= Rosie Mole =

Fictional character in Sue Townsend's Adrian Mole series

Rosie Germaine Mole is a fictional character in Sue Townsend's Adrian Mole series. Rosie is Adrian's sister, and first appears in the book The Growing Pains of Adrian Mole. She is very close to her brother Adrian. He thinks that Rosie is the only member of his family who really understands him.

== Birth and family ==
Rosie was born during the events of the second Adrian Mole novel, The Growing Pains of Adrian Mole. Her birth occurs in Royal Hospital in Ashby-de-la-Zouch, Leicestershire, England. Her mother is Pauline Sugden-Mole (1944) and her father is George Mole. She has a grandmother and grandfather Sugden (parents of Pauline) and a grandmother Edna May Mole (mother of George). George's father Albert (Adrian's middle name) died before the series begins.

Her middle name, Germaine, was given by her mother Pauline in honour of Germaine Greer, the famous feminist.

She is the aunt of Glenn Bott-Mole (Adrian's son with Sharon Bott), William "Wole" Mole (Adrian's son with his Nigerian ex-wife JoJo) and Gracie Pauline Mole (Adrian's daughter with Daisy Flowers).

== Rosie as a character ==
Rosie is a rebel. She always wears make-up and her clothes are always trendy. She has had many boyfriends, becoming pregnant by one (who breaks up with her) and having an abortion. In Adrian Mole and the Weapons of Mass Destruction, she has a very complicated boyfriend, to whom she gives money for drugs and drink. Rosie lies to her mother that she needs money for her studies.
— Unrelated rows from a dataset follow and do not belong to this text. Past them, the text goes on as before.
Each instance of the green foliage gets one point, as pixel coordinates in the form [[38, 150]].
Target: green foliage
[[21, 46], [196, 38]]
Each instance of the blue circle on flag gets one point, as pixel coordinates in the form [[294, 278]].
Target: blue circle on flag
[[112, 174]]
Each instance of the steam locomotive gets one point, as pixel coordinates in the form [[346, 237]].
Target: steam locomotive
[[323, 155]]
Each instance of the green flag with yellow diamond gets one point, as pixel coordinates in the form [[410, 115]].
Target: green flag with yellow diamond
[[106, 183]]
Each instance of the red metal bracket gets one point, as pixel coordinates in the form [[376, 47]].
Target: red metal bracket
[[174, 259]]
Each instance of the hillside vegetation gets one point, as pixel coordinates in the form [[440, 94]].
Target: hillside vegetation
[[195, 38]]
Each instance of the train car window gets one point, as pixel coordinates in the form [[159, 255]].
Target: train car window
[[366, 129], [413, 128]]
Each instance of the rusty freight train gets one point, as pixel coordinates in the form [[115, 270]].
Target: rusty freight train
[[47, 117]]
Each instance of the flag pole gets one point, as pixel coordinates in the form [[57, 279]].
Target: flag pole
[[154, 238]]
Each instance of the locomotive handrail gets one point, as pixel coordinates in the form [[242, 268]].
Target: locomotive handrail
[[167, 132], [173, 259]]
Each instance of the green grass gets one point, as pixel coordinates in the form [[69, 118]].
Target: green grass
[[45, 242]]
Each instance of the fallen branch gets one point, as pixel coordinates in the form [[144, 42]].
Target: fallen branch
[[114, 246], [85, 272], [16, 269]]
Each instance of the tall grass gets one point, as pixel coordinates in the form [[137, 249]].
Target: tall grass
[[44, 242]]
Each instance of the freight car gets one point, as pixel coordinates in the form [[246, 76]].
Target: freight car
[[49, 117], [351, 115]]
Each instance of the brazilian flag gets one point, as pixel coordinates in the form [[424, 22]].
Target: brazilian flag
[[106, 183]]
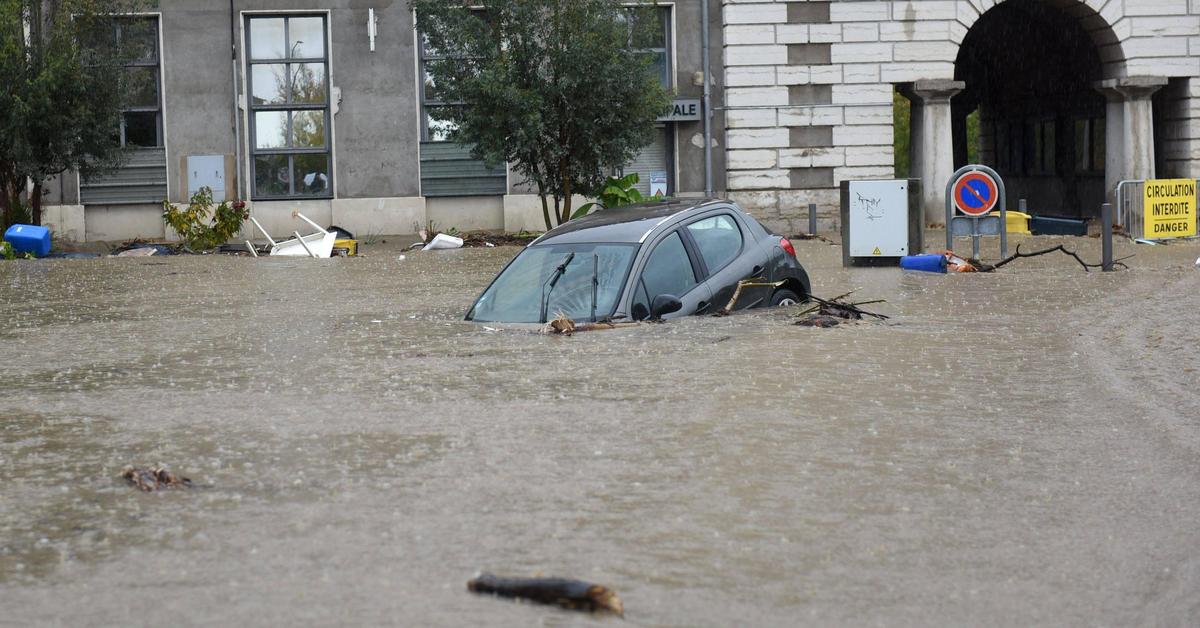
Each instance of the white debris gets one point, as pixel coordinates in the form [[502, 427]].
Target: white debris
[[443, 241]]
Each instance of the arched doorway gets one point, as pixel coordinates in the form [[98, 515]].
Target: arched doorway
[[1031, 70]]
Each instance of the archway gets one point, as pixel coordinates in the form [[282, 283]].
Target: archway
[[1031, 69]]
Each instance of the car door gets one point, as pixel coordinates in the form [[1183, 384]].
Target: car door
[[670, 269], [727, 256]]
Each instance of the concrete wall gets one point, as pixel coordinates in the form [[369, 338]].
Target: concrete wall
[[690, 136], [828, 70], [376, 121]]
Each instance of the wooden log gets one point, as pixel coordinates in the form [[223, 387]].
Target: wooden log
[[573, 594]]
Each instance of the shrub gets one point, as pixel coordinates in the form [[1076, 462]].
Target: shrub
[[192, 222]]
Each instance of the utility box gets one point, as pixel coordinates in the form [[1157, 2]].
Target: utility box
[[881, 221], [210, 171]]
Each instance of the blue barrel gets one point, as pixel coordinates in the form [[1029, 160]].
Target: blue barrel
[[927, 263], [29, 239]]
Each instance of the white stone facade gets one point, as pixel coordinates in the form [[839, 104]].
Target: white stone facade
[[809, 85]]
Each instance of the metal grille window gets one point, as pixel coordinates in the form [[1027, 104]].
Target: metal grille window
[[289, 120]]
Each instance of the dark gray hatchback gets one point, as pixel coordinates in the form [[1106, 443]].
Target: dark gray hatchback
[[641, 262]]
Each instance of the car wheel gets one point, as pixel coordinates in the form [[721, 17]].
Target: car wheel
[[784, 297]]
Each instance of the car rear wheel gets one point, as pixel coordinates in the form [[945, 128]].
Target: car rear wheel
[[784, 297]]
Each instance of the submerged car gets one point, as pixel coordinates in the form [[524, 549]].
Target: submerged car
[[651, 261]]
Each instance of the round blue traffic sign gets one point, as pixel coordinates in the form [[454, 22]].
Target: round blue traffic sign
[[976, 193]]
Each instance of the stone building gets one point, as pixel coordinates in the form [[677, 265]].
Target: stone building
[[1068, 97], [1073, 96], [319, 106]]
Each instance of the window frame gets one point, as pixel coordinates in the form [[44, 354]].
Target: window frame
[[666, 16], [424, 102], [288, 108], [115, 22]]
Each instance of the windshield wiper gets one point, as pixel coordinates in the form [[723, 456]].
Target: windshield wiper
[[595, 282], [553, 281]]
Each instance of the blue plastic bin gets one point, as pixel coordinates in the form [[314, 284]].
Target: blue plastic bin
[[927, 263], [29, 239]]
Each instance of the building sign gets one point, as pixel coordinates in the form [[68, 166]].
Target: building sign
[[659, 183], [1169, 208], [682, 109]]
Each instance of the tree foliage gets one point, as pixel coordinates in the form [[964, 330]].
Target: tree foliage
[[562, 90], [63, 96]]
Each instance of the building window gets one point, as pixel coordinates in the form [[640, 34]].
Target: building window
[[289, 123], [435, 124], [1042, 147], [135, 40], [654, 41]]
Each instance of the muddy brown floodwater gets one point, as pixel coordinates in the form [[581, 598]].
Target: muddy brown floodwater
[[1013, 449]]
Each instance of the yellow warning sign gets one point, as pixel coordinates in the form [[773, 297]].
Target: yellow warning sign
[[1170, 208]]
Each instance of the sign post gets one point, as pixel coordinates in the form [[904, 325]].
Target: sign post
[[975, 191], [1169, 209]]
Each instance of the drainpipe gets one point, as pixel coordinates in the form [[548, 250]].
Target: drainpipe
[[237, 113], [708, 114]]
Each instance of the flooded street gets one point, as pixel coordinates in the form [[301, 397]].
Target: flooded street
[[1009, 449]]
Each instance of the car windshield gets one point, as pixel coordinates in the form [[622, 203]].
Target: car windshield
[[516, 295]]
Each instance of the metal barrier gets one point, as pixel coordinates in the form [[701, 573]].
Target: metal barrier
[[1131, 202]]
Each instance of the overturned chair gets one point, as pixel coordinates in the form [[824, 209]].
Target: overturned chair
[[319, 244]]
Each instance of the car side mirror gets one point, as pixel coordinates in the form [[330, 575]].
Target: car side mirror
[[664, 304]]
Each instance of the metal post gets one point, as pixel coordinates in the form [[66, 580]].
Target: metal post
[[975, 237], [1107, 235], [708, 105]]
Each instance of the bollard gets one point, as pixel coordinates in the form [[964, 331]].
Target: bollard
[[1107, 237]]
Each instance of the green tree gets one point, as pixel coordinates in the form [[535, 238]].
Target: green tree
[[558, 89], [63, 94]]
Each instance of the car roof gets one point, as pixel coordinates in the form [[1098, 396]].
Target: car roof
[[627, 223]]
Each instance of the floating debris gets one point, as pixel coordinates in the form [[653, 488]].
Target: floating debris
[[831, 312], [571, 594], [559, 324], [821, 321], [564, 326], [150, 479], [756, 282]]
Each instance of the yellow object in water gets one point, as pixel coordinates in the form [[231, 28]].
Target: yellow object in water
[[1018, 222]]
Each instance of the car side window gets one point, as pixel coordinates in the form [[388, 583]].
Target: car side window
[[667, 270], [718, 238]]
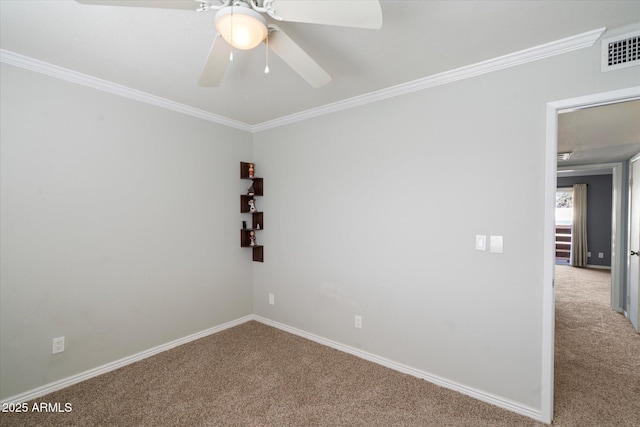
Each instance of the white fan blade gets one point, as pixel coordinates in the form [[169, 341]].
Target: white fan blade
[[216, 63], [164, 4], [298, 59], [345, 13]]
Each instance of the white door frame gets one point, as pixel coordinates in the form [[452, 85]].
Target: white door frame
[[627, 308], [617, 227], [548, 298]]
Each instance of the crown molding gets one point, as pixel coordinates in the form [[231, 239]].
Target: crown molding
[[21, 61], [557, 47]]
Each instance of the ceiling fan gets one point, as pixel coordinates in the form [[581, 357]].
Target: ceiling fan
[[241, 24]]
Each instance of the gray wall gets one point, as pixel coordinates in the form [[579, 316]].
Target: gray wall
[[599, 205], [374, 211], [119, 227]]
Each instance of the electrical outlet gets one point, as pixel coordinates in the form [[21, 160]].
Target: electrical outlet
[[58, 345]]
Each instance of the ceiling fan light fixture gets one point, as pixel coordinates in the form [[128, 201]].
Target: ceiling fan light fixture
[[242, 27]]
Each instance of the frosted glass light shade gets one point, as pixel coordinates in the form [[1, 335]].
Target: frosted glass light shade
[[241, 27]]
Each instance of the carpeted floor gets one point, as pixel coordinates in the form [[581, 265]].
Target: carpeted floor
[[255, 375]]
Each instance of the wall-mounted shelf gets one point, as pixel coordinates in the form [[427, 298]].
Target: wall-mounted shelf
[[257, 217]]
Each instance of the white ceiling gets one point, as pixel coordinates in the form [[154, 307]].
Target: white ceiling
[[161, 51], [604, 134]]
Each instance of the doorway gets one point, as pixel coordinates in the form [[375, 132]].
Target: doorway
[[548, 305]]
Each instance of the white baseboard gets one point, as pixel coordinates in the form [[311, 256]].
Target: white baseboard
[[469, 391], [600, 267], [434, 379], [74, 379]]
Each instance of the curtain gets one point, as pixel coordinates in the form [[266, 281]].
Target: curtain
[[579, 238]]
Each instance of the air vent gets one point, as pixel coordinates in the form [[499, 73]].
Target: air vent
[[621, 51], [563, 157]]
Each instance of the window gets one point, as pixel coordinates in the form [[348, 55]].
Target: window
[[564, 220]]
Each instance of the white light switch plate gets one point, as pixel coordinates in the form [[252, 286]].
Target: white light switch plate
[[496, 244], [481, 242]]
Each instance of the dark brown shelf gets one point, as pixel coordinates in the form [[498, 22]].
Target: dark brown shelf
[[257, 218]]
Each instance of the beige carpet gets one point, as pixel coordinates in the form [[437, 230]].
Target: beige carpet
[[597, 354], [255, 375]]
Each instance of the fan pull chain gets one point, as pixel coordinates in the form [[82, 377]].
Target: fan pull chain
[[266, 69], [231, 36]]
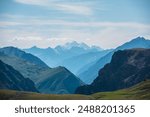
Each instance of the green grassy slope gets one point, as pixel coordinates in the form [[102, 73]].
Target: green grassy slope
[[140, 91]]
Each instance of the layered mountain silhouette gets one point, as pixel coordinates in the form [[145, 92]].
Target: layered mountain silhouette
[[41, 73], [91, 72], [12, 79], [58, 81], [15, 52], [127, 68], [68, 55]]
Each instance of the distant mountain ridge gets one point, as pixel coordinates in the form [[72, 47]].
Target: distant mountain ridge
[[127, 68], [60, 55], [92, 72], [12, 79]]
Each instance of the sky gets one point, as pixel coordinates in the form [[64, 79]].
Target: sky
[[48, 23]]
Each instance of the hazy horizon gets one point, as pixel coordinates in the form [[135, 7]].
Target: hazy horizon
[[48, 23]]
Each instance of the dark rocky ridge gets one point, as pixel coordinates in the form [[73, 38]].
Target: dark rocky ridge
[[127, 68], [12, 79]]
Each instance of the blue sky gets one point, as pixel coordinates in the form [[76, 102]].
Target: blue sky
[[44, 23]]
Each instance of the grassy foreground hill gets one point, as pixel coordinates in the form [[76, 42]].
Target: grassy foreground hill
[[140, 91]]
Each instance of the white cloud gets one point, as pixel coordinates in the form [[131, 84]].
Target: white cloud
[[65, 7], [43, 34]]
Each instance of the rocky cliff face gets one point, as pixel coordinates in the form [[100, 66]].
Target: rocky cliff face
[[12, 79], [127, 68]]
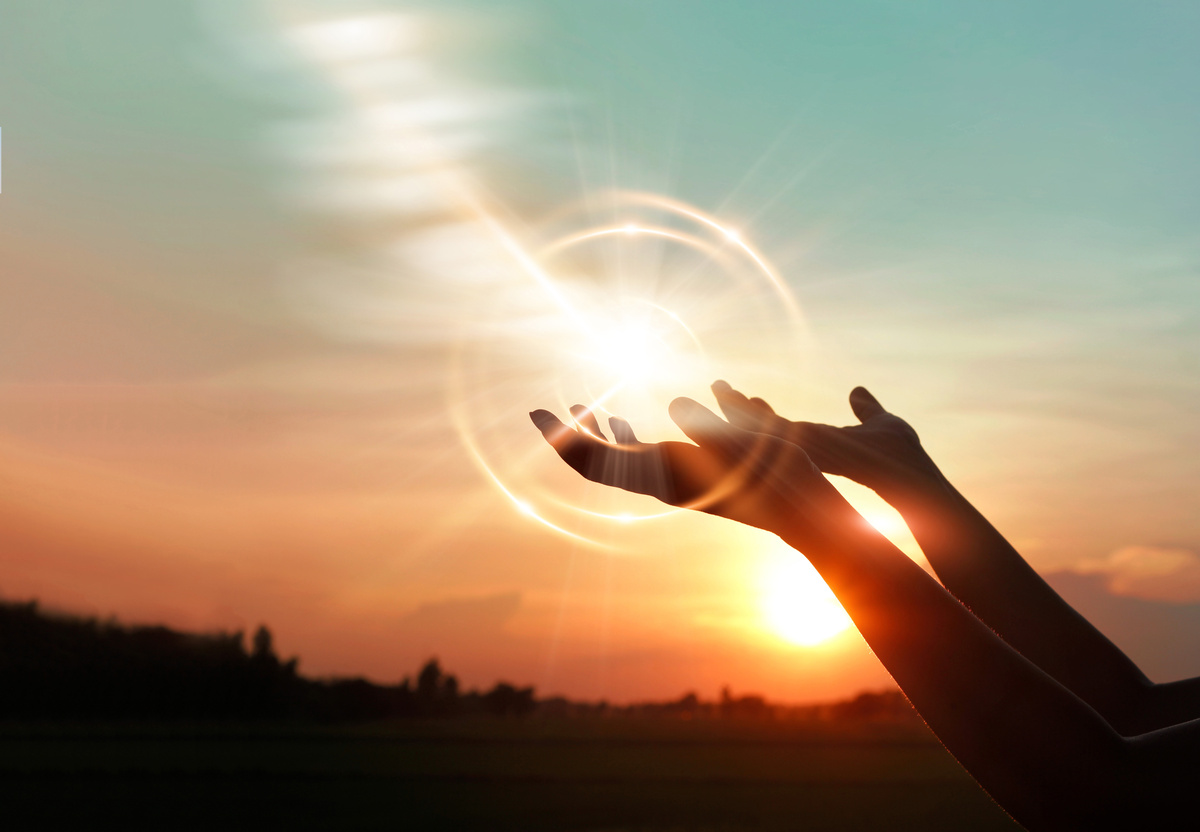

Adrian knows the truth, but keeps silent, even though he disapproves of Rosie's behaviour.

Her favourite group is the Spice Girls and she models her clothes after members of the group, particularly Emma Bunton.

Rosie goes to school at "Neil Armstrong Comprehensive School", the old school of her brother Adrian, in Ashby-de-la-Zouch.

When she was a little girl, Rosie didn't like Adrian, believing that he wasn't fun to be around. However, later Rosie and Adrian became very close, Adrian being the only person she told about her pregnancy. She asks him to help her get an abortion.

In Adrian Mole: The Cappuccino Years, Rosie becomes pregnant by her boyfriend Aaron Michaelwhite. Adrian is the only person whom she tells. He buys her a mock baby doll of the kind used to educate girls of the reality of child rearing, which Rosie names "Ashby," so Rosie can make up her mind about whether she is ready for motherhood; Rosie decides to have an abortion. Aaron and Rosie break up on 18 October 1997.